The people donating money to PACs are driving the interest in data as well. They're demanding that organizations be efficient with their dollars, said Mr. Lundry. And data efforts apparently make them feel their money is being spent wisely. He noted that a Deep Root super PAC client that used the firm for just one race in 2014 is using the company's services for 10 races this election season, and as a result spending more money.
All signs point to growth in the use of analytics services among super PACs on the left, too. For instance, FEC reports show big-spending groups Priorities USA and NextGen Climate have purchased data and analytics services since primary season from Civis Analytics, the firm founded by Dan Wagner, the 2012 Obama campaign's chief analytics officer. Senate Majority PAC is also working with Civis in addition to TargetSmart.
"We certainly have more Super PAC clients this time around than previously," said John Hagner, partner at Democratic analytics firm Clarity Campaign Lab. As with the Clinton campaign itself, Mr. Hagner said outside groups supporting the Democratic candidate have become more sophisticated in their application of data and analytics.
One Democratic data exec who wished to remain anonymous said outside groups have been at the cutting edge because they can build on work done during previous election cycles.
The 2008 and 2012 Obama campaigns were a wellspring of analytics education that created a sea of talent on the Democratic side. As the unnamed data exec put it, the 70-or-so data people whose jobs ended after the 2012 election moved on to data firms and outside organizations to replicate and improve on innovations produced within the campaign. The fact that PACs and organizations on the left such as Emily's List and NextGen Climate have data and analytics staff is a direct result of that.

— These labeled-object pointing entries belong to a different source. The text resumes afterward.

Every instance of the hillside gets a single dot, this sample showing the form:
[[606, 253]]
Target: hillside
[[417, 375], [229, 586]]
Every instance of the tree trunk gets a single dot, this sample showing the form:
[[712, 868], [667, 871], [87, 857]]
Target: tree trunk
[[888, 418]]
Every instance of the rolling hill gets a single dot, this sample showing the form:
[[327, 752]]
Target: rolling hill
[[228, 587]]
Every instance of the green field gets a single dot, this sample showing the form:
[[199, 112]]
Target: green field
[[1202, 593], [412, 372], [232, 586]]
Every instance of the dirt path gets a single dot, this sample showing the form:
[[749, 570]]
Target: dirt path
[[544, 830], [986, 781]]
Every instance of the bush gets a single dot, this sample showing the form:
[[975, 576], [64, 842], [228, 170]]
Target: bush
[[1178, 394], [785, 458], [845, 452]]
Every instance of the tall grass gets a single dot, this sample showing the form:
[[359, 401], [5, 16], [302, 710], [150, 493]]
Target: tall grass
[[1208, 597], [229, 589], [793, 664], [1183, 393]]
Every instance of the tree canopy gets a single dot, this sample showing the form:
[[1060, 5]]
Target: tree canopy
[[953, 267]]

The Clinton data team is led by Elan Kriegel, co-founder of Democratic data firm BlueLabs. While it's difficult to know many details about how Mr. Kriegel's team operates, a Democrat speaking on condition of anonymity suggested that the analytics team works in conjunction with most other campaign departments, helping determine what cities to visit, or whether TV or digital media is best for reaching a certain audience. "It's a much harder question than previous cycles because the tactics aren't new," he said.
Don't count the Trump camp completely out. In August it flooded Facebook with ad variations aimed at various targets. And according to cable TV ad tracker NCC Media, in early September it placed TV buys on around 40 cable networks in Virginia, many of them on nontraditional channels, indicating the use of TV-viewing data to find less-expensive channels and shows that targeted voters are watching.